Now you can create this new localization model:

mpirun -np 6 $JEDIBUILD/bin/fv3jedi_parameters.x Config/localization_parameters_fixed_c13.yaml

Since the name of the files containing the localization model has changed the corresponding update needs to happen in Config/3denvar_lowresinc.yaml. In the localization.bump part of the config look for the prefix key and append it with c13 identically to how you did so in Config/localization_parameters_fixed_c13.yaml.

Now you should be ready to run the low resolution 3DEnVar:

mpirun -np 6 $JEDIBUILD/bin/fv3jedi_var.x Config/3denvar_lowresinc.yaml Logs/3denvar_lowresinc.log

You may notice that this run is faster than the previous 3DEnVar run.

Step 4: Using localization length scales determined from the ensemble

The Config directory contains a configuration file for generating the localization model from the ensemble rather than using specified length scales.
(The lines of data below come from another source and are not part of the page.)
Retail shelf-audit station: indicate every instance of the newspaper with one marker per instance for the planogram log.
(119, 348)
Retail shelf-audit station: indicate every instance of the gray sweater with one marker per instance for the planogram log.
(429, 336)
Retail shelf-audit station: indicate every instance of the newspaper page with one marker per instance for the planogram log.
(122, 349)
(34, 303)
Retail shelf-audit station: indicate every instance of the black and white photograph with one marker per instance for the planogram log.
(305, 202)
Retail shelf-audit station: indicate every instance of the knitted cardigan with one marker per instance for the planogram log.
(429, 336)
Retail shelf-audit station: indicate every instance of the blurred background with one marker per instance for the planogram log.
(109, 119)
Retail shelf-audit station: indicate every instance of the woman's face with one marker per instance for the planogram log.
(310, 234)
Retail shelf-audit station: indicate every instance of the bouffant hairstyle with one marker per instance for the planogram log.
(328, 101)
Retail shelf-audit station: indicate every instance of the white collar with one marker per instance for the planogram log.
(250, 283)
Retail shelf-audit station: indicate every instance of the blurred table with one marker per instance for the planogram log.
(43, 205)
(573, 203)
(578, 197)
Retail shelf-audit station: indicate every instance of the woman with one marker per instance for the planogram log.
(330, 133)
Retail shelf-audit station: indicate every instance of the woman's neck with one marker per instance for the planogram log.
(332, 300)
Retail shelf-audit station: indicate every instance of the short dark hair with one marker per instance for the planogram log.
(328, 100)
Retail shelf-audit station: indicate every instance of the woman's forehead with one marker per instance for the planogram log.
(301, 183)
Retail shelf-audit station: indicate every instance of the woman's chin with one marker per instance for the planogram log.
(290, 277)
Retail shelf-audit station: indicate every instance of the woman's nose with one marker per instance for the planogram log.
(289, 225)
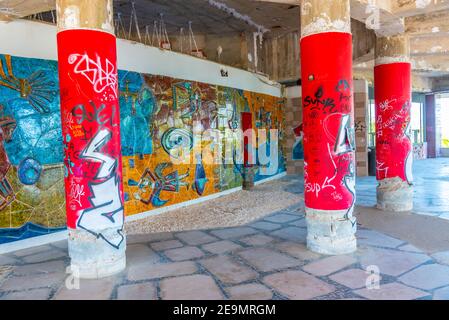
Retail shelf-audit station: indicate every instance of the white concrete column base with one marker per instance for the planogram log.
(330, 232)
(394, 195)
(94, 258)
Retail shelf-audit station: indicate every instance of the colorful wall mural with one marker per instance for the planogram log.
(157, 117)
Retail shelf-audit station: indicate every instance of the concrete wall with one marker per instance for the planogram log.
(293, 119)
(361, 101)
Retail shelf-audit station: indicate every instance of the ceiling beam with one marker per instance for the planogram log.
(15, 9)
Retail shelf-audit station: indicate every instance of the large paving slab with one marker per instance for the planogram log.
(196, 287)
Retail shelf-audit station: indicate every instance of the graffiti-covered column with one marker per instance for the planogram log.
(91, 130)
(394, 154)
(329, 147)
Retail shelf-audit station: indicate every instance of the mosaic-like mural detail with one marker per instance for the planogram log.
(158, 115)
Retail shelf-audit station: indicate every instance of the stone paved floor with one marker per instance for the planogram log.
(266, 259)
(431, 188)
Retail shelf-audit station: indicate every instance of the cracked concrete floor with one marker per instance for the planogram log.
(263, 258)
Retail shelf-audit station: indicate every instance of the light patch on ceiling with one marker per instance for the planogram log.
(231, 11)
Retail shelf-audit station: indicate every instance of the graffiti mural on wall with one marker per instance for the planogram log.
(394, 151)
(159, 120)
(31, 151)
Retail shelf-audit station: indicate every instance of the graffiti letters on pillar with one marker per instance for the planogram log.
(337, 180)
(393, 114)
(101, 73)
(90, 113)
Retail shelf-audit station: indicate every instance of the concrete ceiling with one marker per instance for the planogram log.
(426, 21)
(208, 19)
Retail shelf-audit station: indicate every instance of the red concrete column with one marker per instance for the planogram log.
(91, 128)
(431, 126)
(394, 152)
(329, 135)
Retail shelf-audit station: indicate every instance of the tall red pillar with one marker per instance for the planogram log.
(394, 152)
(329, 135)
(91, 129)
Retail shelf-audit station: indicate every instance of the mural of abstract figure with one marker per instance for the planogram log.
(159, 119)
(159, 182)
(7, 126)
(137, 106)
(200, 177)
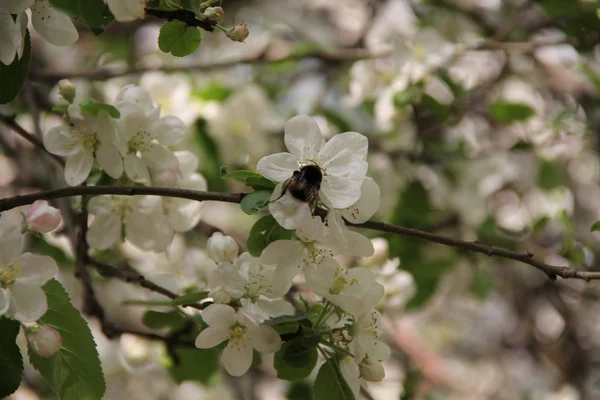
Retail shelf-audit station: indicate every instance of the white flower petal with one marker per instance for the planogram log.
(36, 270)
(59, 140)
(168, 130)
(27, 302)
(135, 169)
(105, 231)
(265, 339)
(78, 167)
(237, 357)
(277, 167)
(303, 137)
(52, 25)
(4, 301)
(110, 159)
(211, 337)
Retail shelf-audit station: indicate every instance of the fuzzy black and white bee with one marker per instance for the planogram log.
(304, 185)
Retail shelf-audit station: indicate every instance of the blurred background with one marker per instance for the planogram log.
(483, 122)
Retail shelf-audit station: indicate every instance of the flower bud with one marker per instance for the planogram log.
(42, 217)
(214, 14)
(372, 371)
(221, 248)
(237, 34)
(67, 90)
(44, 340)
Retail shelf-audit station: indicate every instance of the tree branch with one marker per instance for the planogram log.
(552, 271)
(10, 121)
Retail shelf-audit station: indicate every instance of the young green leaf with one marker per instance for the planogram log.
(507, 112)
(255, 201)
(11, 362)
(12, 77)
(265, 231)
(330, 384)
(93, 107)
(179, 39)
(74, 372)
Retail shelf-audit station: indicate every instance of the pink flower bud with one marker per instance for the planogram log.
(44, 340)
(214, 14)
(237, 34)
(41, 217)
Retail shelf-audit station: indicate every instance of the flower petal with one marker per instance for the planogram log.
(78, 167)
(237, 357)
(211, 337)
(59, 141)
(52, 25)
(303, 137)
(265, 339)
(36, 270)
(110, 159)
(27, 302)
(277, 167)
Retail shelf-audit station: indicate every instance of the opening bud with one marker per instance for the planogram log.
(41, 217)
(43, 339)
(237, 34)
(67, 90)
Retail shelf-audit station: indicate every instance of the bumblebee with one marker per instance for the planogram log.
(304, 185)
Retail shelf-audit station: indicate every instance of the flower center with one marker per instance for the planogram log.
(10, 273)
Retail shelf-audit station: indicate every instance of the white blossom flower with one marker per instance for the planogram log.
(41, 217)
(144, 137)
(21, 275)
(146, 226)
(224, 323)
(90, 137)
(342, 161)
(354, 291)
(316, 244)
(127, 10)
(222, 248)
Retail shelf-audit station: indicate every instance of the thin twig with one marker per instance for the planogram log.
(552, 271)
(10, 121)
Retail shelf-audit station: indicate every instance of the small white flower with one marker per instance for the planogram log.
(41, 217)
(224, 323)
(44, 340)
(341, 160)
(222, 248)
(354, 291)
(144, 137)
(89, 138)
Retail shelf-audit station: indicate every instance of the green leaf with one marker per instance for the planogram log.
(249, 178)
(159, 320)
(209, 154)
(191, 364)
(330, 384)
(74, 372)
(263, 232)
(255, 201)
(179, 39)
(296, 359)
(93, 13)
(507, 112)
(11, 361)
(12, 77)
(550, 176)
(93, 107)
(190, 298)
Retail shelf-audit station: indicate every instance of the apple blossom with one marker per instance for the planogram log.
(42, 217)
(224, 323)
(43, 339)
(341, 160)
(89, 138)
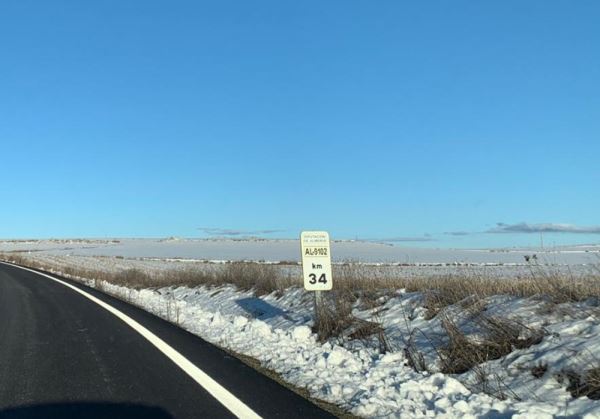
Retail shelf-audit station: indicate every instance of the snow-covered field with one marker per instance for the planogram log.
(538, 380)
(288, 250)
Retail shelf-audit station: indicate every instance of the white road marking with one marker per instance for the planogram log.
(232, 403)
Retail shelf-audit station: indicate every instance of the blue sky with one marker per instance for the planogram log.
(368, 119)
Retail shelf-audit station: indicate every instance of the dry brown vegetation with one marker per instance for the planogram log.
(368, 288)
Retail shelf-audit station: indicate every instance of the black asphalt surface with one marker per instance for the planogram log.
(62, 355)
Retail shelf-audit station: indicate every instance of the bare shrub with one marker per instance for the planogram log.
(502, 337)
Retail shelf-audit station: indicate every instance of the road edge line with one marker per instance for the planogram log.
(220, 393)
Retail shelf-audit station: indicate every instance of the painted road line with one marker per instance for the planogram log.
(226, 398)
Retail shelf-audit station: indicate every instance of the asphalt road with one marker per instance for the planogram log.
(62, 355)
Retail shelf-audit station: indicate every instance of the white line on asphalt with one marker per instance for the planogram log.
(232, 403)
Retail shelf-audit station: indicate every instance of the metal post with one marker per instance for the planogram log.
(318, 306)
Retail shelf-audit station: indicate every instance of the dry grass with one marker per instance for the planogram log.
(502, 336)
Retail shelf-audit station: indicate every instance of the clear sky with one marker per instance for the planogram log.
(370, 119)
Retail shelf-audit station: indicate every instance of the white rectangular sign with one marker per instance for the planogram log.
(316, 260)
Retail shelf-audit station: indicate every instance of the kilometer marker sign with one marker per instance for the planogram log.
(316, 260)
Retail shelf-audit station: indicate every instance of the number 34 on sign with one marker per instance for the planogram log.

To invoke this method of generating the localization model enter:

mpirun -np 6 $JEDIBUILD/bin/fv3jedi_parameters.x Config/localization_parameters_dynamic.yaml

Note that this will take quite a bit longer to run than when generating a fixed scale localiztion model. Once it completes additional files in the Data/bump directory called Data/bump/locparam_dynamic_00_nicas_* should appear. To use this new localization model it is necessary to update the variational configuration file. First make a copy:

cp Config/3denvar_backup.yaml Config/3denvar_dynamicloc.yaml

Now you need to edit the localization part of the configuration to use the newly generated model. The configuration should be:

cost function:

  [...]

  # Background error covariance
  background error:

    [...]

    # Apply a localization operator
    localization:
      localization variables: *anvars
      localization method: BUMP
      bump:
        prefix: Data/bump/locparam_dynamic
        method: loc
        strategy: common
        load_nicas: 1
        mpicom: 2
        verbosity: main

      [...]

Note that the io_key references can be removed now. These were used previously because variables with different names would share a localization model. Remember to also change the names of the output files so they are not overwritten. Now try running this new case:

mpirun -np 6 $JEDIBUILD/bin/fv3jedi_var.x Config/3denvar_dynamicloc.yaml  Logs/3denvar_dynamicloc.log

Try looking at some of the diagnostics for this run compared to the run with fixed localization length scales.